The US economy was estimated to expand at a 2.8% annual pace for the full year 2023, less than the blistering pace of 4.9% growth in Q3 2023. Q3’s growth was primarily driven by higher consumer spending as both interest rates and inflation moderated. Both the equities markets and the bond markets rebounded strongly during Q4 2023 partly reflecting a growing consensus that the Federal Reserve Bank was no longer likely to raise interest rates in early 2024. The S&P 500 and Nasdaq ended the full year 2023 up 24% and 43%, respectively, and the Bloomberg Aggregate Bond Index reported a 6.3% increase in valuation for Q4 2023 and a 5% increase for the full year 2023. GDP growth for 2024 is expected to moderate to between 0.7% (per JPMorgan) to 2.0% (per Goldman Sachs) as consumer spending is likely to be at a more muted pace in 2024, while fiscal spending is also likely to be restrained.

In 2023, all VC deal activity continued to slow down with 3,934 US deals completed during Q4, which was 11% lower than the average quarter in 2022. Deal value also continued to decline, with $171 billion invested across the year, a drop of $72 billion from the 2022 level of $243 billion. The year reflected limited capital availability, and one-third of the investments went into AI companies, making up roughly 20% of the deal count (per Pitchbook). Despite challenging start-up VC markets and increased bankruptcies, over 4,000 new companies raised their first VC investment in 2023.

Pre-seed and seed stages received $2.8 billion across 1,176 deals in Q4. For the full year 2023, pre-seed and seed deal value sharply declined from $24 billion in 2022 to $15 billion in 2023. Early-stage deal value reached $39 billion in 2023, a 44% decline from 2022. Median deal size of $15.4 million declined by 20% year-over-year but remained above pre-pandemic levels. Late-stage deal activity continued to decline with 2023 volume of $80.4 billion across 4,305 deals down significantly compared to 2022 volume of $94.0 billion across 4,687 deals. Only eight companies completed initial public offerings (IPOs) in Q4, with the largest generating $299 million in exit value.

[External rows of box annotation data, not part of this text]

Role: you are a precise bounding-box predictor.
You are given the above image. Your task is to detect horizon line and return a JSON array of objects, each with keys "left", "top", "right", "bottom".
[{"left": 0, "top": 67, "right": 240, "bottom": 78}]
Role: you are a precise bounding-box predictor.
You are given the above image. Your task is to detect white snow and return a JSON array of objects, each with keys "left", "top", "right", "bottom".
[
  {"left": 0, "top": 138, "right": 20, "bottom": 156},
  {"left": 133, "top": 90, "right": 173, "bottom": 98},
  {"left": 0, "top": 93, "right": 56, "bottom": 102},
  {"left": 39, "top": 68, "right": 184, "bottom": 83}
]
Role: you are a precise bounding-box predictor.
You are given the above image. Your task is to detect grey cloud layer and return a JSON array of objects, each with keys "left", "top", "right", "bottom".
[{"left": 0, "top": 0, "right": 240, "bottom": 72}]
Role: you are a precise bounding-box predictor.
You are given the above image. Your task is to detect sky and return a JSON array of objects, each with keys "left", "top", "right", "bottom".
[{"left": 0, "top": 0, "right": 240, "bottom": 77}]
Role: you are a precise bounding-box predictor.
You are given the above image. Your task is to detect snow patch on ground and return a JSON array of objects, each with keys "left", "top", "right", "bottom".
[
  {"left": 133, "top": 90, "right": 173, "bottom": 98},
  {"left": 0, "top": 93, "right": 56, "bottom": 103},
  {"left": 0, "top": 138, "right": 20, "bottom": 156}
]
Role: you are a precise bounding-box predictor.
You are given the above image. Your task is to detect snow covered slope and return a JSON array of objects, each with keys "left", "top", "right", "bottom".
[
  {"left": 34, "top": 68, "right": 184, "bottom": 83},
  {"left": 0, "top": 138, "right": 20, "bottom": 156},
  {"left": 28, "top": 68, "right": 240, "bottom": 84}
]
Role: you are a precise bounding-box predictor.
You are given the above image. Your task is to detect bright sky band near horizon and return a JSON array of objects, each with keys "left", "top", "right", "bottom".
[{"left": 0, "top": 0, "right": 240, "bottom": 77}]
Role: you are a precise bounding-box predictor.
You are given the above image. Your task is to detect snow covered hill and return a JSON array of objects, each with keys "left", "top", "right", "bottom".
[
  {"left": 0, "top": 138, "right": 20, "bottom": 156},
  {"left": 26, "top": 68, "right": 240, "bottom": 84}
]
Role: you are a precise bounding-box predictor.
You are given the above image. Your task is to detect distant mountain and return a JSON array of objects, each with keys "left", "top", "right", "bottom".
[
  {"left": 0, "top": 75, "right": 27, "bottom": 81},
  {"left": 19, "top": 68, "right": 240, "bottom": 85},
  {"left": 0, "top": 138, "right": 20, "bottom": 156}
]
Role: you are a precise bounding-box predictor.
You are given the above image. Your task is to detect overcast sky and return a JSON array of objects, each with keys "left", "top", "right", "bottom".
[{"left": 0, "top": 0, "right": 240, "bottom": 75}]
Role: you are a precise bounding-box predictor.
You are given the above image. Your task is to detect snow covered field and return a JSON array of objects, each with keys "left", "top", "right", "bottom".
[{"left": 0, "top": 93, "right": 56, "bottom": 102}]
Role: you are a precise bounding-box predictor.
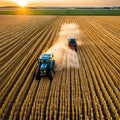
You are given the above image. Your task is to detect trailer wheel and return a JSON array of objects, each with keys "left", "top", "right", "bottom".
[{"left": 35, "top": 69, "right": 40, "bottom": 80}]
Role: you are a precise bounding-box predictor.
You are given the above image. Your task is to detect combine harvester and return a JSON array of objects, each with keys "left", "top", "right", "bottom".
[
  {"left": 35, "top": 54, "right": 55, "bottom": 81},
  {"left": 68, "top": 38, "right": 77, "bottom": 52}
]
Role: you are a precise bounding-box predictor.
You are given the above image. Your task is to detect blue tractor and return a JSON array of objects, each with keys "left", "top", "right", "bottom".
[
  {"left": 35, "top": 54, "right": 55, "bottom": 81},
  {"left": 68, "top": 38, "right": 77, "bottom": 52}
]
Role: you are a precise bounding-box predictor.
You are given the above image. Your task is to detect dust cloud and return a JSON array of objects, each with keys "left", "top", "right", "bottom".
[{"left": 46, "top": 23, "right": 80, "bottom": 71}]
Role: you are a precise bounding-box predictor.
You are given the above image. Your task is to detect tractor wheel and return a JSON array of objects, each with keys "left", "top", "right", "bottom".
[
  {"left": 75, "top": 47, "right": 77, "bottom": 52},
  {"left": 48, "top": 70, "right": 53, "bottom": 81},
  {"left": 35, "top": 69, "right": 40, "bottom": 80}
]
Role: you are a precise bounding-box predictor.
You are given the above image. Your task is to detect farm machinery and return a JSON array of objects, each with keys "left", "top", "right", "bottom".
[
  {"left": 35, "top": 54, "right": 55, "bottom": 81},
  {"left": 68, "top": 38, "right": 77, "bottom": 52}
]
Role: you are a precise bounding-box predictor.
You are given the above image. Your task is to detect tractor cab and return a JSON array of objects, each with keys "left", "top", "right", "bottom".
[
  {"left": 36, "top": 54, "right": 55, "bottom": 80},
  {"left": 68, "top": 38, "right": 77, "bottom": 51}
]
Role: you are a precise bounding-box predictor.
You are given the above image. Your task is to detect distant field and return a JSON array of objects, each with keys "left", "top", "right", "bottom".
[
  {"left": 0, "top": 15, "right": 120, "bottom": 120},
  {"left": 0, "top": 9, "right": 120, "bottom": 16}
]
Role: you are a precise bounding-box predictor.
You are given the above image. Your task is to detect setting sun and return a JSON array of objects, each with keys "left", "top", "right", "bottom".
[{"left": 18, "top": 1, "right": 27, "bottom": 7}]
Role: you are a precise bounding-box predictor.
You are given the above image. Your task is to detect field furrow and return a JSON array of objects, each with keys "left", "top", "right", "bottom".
[{"left": 0, "top": 15, "right": 120, "bottom": 120}]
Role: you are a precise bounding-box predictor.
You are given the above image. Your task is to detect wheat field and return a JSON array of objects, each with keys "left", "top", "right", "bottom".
[{"left": 0, "top": 15, "right": 120, "bottom": 120}]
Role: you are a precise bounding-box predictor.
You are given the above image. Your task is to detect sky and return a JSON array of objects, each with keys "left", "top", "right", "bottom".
[{"left": 0, "top": 0, "right": 120, "bottom": 7}]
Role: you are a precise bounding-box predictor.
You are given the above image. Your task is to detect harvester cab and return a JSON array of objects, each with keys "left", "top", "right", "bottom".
[
  {"left": 35, "top": 54, "right": 55, "bottom": 81},
  {"left": 68, "top": 38, "right": 77, "bottom": 52}
]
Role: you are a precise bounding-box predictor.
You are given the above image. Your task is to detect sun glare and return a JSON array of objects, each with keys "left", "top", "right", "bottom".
[{"left": 17, "top": 0, "right": 27, "bottom": 7}]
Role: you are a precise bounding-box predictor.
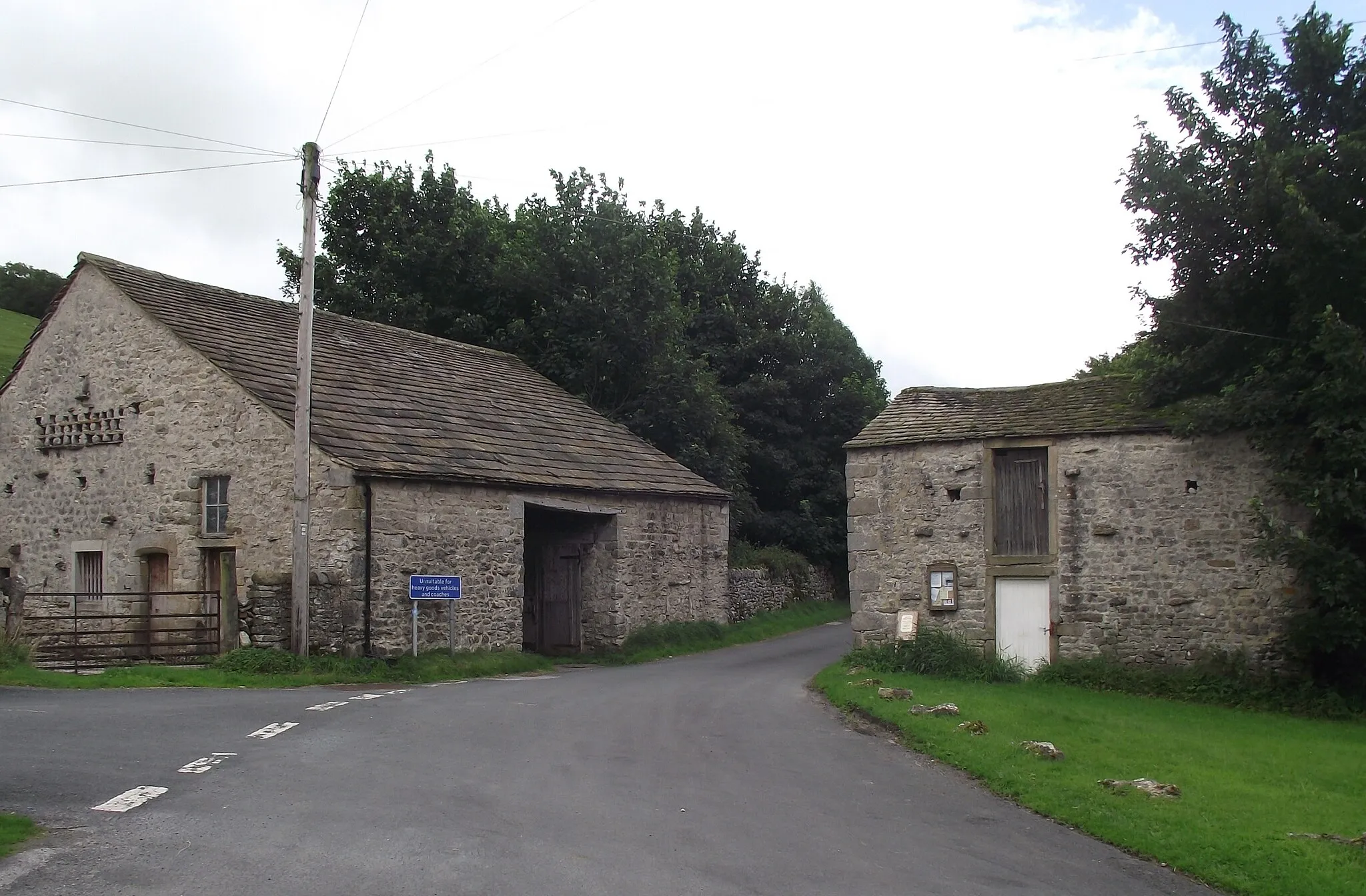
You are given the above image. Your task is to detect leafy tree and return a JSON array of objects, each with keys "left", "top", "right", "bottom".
[
  {"left": 280, "top": 156, "right": 886, "bottom": 567},
  {"left": 1120, "top": 7, "right": 1366, "bottom": 681},
  {"left": 0, "top": 261, "right": 65, "bottom": 317}
]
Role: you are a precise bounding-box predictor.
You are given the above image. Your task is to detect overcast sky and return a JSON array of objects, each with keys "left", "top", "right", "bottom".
[{"left": 0, "top": 0, "right": 1366, "bottom": 392}]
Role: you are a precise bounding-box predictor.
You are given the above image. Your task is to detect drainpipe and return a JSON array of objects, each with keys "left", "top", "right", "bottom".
[{"left": 361, "top": 479, "right": 374, "bottom": 657}]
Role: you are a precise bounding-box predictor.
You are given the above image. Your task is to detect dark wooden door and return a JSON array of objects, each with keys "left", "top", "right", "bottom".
[
  {"left": 536, "top": 545, "right": 582, "bottom": 653},
  {"left": 993, "top": 448, "right": 1049, "bottom": 557}
]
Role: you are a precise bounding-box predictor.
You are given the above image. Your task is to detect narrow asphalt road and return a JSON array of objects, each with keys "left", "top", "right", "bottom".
[{"left": 0, "top": 624, "right": 1209, "bottom": 896}]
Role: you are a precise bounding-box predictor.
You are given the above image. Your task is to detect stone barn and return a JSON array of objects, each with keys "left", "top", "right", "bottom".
[
  {"left": 847, "top": 377, "right": 1293, "bottom": 665},
  {"left": 0, "top": 254, "right": 730, "bottom": 654}
]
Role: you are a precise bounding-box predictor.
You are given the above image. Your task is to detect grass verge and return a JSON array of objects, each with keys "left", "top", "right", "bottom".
[
  {"left": 816, "top": 663, "right": 1366, "bottom": 896},
  {"left": 0, "top": 601, "right": 850, "bottom": 690},
  {"left": 0, "top": 813, "right": 38, "bottom": 857}
]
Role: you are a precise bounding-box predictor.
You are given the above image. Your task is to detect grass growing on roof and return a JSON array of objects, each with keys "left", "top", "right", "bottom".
[
  {"left": 0, "top": 813, "right": 38, "bottom": 857},
  {"left": 816, "top": 661, "right": 1366, "bottom": 896},
  {"left": 0, "top": 309, "right": 38, "bottom": 380}
]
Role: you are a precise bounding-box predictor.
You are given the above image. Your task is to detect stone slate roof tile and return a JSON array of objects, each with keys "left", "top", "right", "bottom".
[
  {"left": 81, "top": 253, "right": 730, "bottom": 500},
  {"left": 846, "top": 377, "right": 1168, "bottom": 448}
]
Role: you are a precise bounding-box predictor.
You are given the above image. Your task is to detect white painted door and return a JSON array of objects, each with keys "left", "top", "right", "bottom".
[{"left": 996, "top": 579, "right": 1049, "bottom": 669}]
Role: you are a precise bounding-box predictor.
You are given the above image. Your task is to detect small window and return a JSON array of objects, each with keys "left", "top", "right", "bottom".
[
  {"left": 77, "top": 551, "right": 104, "bottom": 599},
  {"left": 203, "top": 477, "right": 228, "bottom": 535},
  {"left": 929, "top": 563, "right": 958, "bottom": 609}
]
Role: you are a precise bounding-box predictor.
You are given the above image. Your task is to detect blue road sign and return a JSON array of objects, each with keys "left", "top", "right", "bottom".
[{"left": 408, "top": 575, "right": 460, "bottom": 601}]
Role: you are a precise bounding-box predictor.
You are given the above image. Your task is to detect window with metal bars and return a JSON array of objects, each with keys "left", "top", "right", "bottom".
[
  {"left": 203, "top": 477, "right": 228, "bottom": 535},
  {"left": 77, "top": 551, "right": 104, "bottom": 599}
]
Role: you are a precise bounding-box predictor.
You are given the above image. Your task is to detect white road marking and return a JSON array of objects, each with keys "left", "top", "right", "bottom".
[
  {"left": 176, "top": 753, "right": 236, "bottom": 775},
  {"left": 309, "top": 701, "right": 346, "bottom": 713},
  {"left": 0, "top": 847, "right": 60, "bottom": 889},
  {"left": 90, "top": 787, "right": 167, "bottom": 811}
]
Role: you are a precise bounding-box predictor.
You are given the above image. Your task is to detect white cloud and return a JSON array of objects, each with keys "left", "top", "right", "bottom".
[{"left": 0, "top": 0, "right": 1217, "bottom": 389}]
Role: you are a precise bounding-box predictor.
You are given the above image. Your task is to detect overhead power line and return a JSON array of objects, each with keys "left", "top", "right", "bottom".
[
  {"left": 1073, "top": 19, "right": 1366, "bottom": 63},
  {"left": 0, "top": 97, "right": 293, "bottom": 159},
  {"left": 0, "top": 134, "right": 283, "bottom": 156},
  {"left": 0, "top": 157, "right": 293, "bottom": 190},
  {"left": 326, "top": 125, "right": 579, "bottom": 159},
  {"left": 333, "top": 0, "right": 597, "bottom": 146},
  {"left": 313, "top": 0, "right": 370, "bottom": 142}
]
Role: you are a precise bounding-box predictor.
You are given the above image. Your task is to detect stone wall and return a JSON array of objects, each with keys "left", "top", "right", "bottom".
[
  {"left": 727, "top": 568, "right": 834, "bottom": 623},
  {"left": 847, "top": 435, "right": 1293, "bottom": 664},
  {"left": 0, "top": 267, "right": 361, "bottom": 649},
  {"left": 372, "top": 479, "right": 730, "bottom": 654}
]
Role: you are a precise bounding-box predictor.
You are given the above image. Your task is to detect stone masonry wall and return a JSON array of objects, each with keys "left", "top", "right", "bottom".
[
  {"left": 847, "top": 435, "right": 1293, "bottom": 664},
  {"left": 0, "top": 268, "right": 361, "bottom": 650},
  {"left": 372, "top": 479, "right": 730, "bottom": 654},
  {"left": 728, "top": 568, "right": 834, "bottom": 623}
]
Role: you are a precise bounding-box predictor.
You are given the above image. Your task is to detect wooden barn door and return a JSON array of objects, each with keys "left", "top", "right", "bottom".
[
  {"left": 533, "top": 545, "right": 582, "bottom": 653},
  {"left": 992, "top": 448, "right": 1049, "bottom": 557}
]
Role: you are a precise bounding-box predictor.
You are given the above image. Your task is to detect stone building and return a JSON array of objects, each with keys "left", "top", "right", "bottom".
[
  {"left": 847, "top": 377, "right": 1293, "bottom": 665},
  {"left": 0, "top": 254, "right": 730, "bottom": 654}
]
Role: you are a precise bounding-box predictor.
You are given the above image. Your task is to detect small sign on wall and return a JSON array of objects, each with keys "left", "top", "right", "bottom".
[{"left": 929, "top": 564, "right": 958, "bottom": 609}]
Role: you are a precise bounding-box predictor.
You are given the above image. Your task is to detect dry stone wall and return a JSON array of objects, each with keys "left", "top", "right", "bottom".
[
  {"left": 847, "top": 433, "right": 1295, "bottom": 665},
  {"left": 728, "top": 568, "right": 834, "bottom": 623}
]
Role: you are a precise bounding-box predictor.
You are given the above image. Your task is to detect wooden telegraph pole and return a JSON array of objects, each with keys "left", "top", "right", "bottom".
[{"left": 289, "top": 143, "right": 322, "bottom": 657}]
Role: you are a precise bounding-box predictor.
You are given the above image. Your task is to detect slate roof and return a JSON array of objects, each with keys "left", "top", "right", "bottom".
[
  {"left": 66, "top": 253, "right": 730, "bottom": 500},
  {"left": 846, "top": 377, "right": 1168, "bottom": 448}
]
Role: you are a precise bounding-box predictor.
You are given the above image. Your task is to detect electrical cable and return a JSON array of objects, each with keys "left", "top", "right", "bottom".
[
  {"left": 327, "top": 0, "right": 597, "bottom": 150},
  {"left": 326, "top": 124, "right": 582, "bottom": 159},
  {"left": 0, "top": 134, "right": 283, "bottom": 156},
  {"left": 313, "top": 0, "right": 370, "bottom": 142},
  {"left": 0, "top": 157, "right": 293, "bottom": 190},
  {"left": 1073, "top": 19, "right": 1366, "bottom": 63},
  {"left": 0, "top": 97, "right": 293, "bottom": 159}
]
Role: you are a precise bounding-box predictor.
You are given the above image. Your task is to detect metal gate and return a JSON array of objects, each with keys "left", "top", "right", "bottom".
[{"left": 23, "top": 591, "right": 221, "bottom": 672}]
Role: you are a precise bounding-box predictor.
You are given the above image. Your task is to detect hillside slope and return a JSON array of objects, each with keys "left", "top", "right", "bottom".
[{"left": 0, "top": 309, "right": 38, "bottom": 380}]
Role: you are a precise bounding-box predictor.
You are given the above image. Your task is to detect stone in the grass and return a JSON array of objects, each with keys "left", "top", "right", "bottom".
[
  {"left": 1020, "top": 740, "right": 1063, "bottom": 759},
  {"left": 1097, "top": 777, "right": 1182, "bottom": 799}
]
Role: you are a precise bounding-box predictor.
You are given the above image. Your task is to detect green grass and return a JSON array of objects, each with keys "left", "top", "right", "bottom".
[
  {"left": 0, "top": 813, "right": 38, "bottom": 857},
  {"left": 0, "top": 601, "right": 850, "bottom": 690},
  {"left": 816, "top": 663, "right": 1366, "bottom": 896},
  {"left": 0, "top": 309, "right": 38, "bottom": 381}
]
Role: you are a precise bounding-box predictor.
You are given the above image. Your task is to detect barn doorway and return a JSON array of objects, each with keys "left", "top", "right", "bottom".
[{"left": 522, "top": 504, "right": 608, "bottom": 655}]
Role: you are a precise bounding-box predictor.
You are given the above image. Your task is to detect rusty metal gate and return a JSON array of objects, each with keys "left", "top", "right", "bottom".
[{"left": 23, "top": 591, "right": 221, "bottom": 672}]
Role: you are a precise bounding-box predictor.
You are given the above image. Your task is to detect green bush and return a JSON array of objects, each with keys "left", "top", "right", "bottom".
[
  {"left": 213, "top": 647, "right": 306, "bottom": 675},
  {"left": 622, "top": 620, "right": 725, "bottom": 653},
  {"left": 0, "top": 631, "right": 29, "bottom": 669},
  {"left": 844, "top": 628, "right": 1026, "bottom": 683},
  {"left": 1037, "top": 654, "right": 1366, "bottom": 719},
  {"left": 731, "top": 538, "right": 812, "bottom": 590}
]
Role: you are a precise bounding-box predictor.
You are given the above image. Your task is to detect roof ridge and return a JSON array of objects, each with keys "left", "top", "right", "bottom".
[{"left": 77, "top": 251, "right": 524, "bottom": 363}]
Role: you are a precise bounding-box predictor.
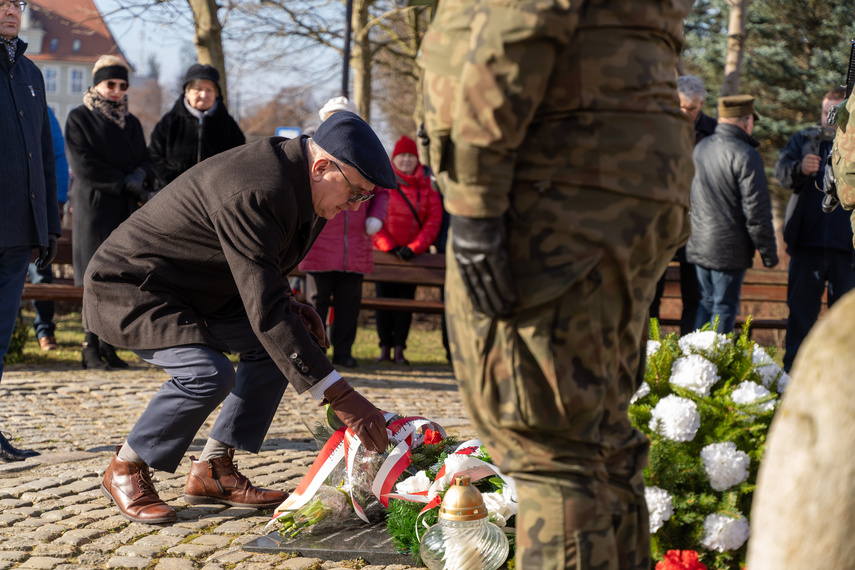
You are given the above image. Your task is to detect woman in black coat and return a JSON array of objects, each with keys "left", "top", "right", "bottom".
[
  {"left": 148, "top": 63, "right": 246, "bottom": 189},
  {"left": 65, "top": 55, "right": 154, "bottom": 369}
]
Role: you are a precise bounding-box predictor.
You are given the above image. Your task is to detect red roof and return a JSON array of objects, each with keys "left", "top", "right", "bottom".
[{"left": 27, "top": 0, "right": 122, "bottom": 63}]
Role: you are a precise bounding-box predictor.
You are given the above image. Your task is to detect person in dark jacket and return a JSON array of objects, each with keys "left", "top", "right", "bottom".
[
  {"left": 686, "top": 95, "right": 778, "bottom": 333},
  {"left": 65, "top": 55, "right": 155, "bottom": 370},
  {"left": 775, "top": 87, "right": 855, "bottom": 372},
  {"left": 650, "top": 75, "right": 717, "bottom": 335},
  {"left": 148, "top": 63, "right": 246, "bottom": 189},
  {"left": 83, "top": 111, "right": 395, "bottom": 524},
  {"left": 0, "top": 1, "right": 62, "bottom": 462}
]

US VC fundraising activity of $67 billion for 2023 reached a six-year low as institutional and angel investors became more cautious during the challenging fundraising environment. While fundraising activities in 2024 are expected to begin a slow recovery, most VC funds don’t expect fundraising activity to reach the peak level achieved in 2021 for many years.

Impact of increasing interest rates

VC valuations were negatively impacted by rising interest rates with a greater decline in valuation for Series B to Series D, and a minimal decline for Seed and Early stages.

Valuations for Series A-D were negatively correlated (at -81%) with changes in interest rates but valuations for Angel and Seed rounds were uncorrelated (negative correlation of 7%) with changes in interest rates.

ROC invests in earlier stage Angel and Seed rounds, which were not materially impacted by rising interest rates.